Constitutional Convention votes to reform ESC rights
The Constitutional Convention has voted in favour of reforming economic, social and cultural (ESC) rights in the Constitution.
In its ninth and final meeting, members voted by 85% in favour of the amendment.
A report from the Convention will now be sent to the Government, which will decide whether or not to hold a referendum on the issue.
ESC rights are currently protected in a limited manner in the Irish Constitution and the focus of the concluding Convention on the Constitution was on whether or not these rights should be afforded greater Constitutional protection.
ESC rights are socio-economic human rights and are protected to varying degrees under international, European and Irish law.
Economic rights are those rights that relate to labour and property rights, these rights include the right to work and to fair conditions of work.
Social Rights include the right to social security, education, to an adequate standard of living and to shelter.
Cultural rights include the right to participate in the culture of one’s communities and that ethnic minorities have the right to practice their own culture, faith and language.
Over the course of the weekend of the Convention members heard a number of academic and expert led presentations including arguments in favour and against reform led by Amnesty Ireland Executive Director Colm O Gorman and barrister and former Minister for Justice Michael McDowell.
Arguing in favour of enshrining ESC rights into the Constitution Colm O’ Gorman said: “What we are advocating is neither radical, not revolutionary. We are in a moment of change. We are emerging from some of our darkest economic days, while looking to the centenary of our birth.
“We must consider how we might do things differently. How we ensure that our country serves its entire people, and makes decisions in our collective interest.

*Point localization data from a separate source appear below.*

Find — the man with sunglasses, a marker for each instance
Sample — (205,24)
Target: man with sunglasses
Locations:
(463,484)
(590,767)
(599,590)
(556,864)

“Placing ESC rights in our constitution will not cure all our ills. But it will require that Government design systems that prioritise good, evidence based decisions, in the interest of all our people.”
Mr McDowell, in arguing against making such changes, said that Article 6 of the Constitution stated that all powers to decide national policies derived ultimately from the people and that this meant questions of economic, social and cultural national policy should be decided by the people, in the Oireachtas and judicial powers were “confined to the areas of civil and political rights and Constitutional rights.”
Following a panel discussion the members were then presented with a number of options and they voted to enhance the level of protection for ESC rights, making them amenable to supervision by the courts in certain circumstances.
They also voted to highlight certain rights which should be expressly stated in the Constitution namely housing, social security, essential health care, linguistic and cultural rights, rights of people with disabilities and rights covered in the International Covenant on ESC rights.
Tom Arnold, chairman of the Convention said: “This weekend members of the Convention were asked to consider the inclusion of Economic, Social and Cultural rights in the Constitution.
“This was the final weekend of the Convention but the members never waned showing tremendous dedication to the subject matter.
“The members heard robust arguments in favour and opposing reform with the implications of any changes carefully assessed, generating a very thorough and passionate discussion.”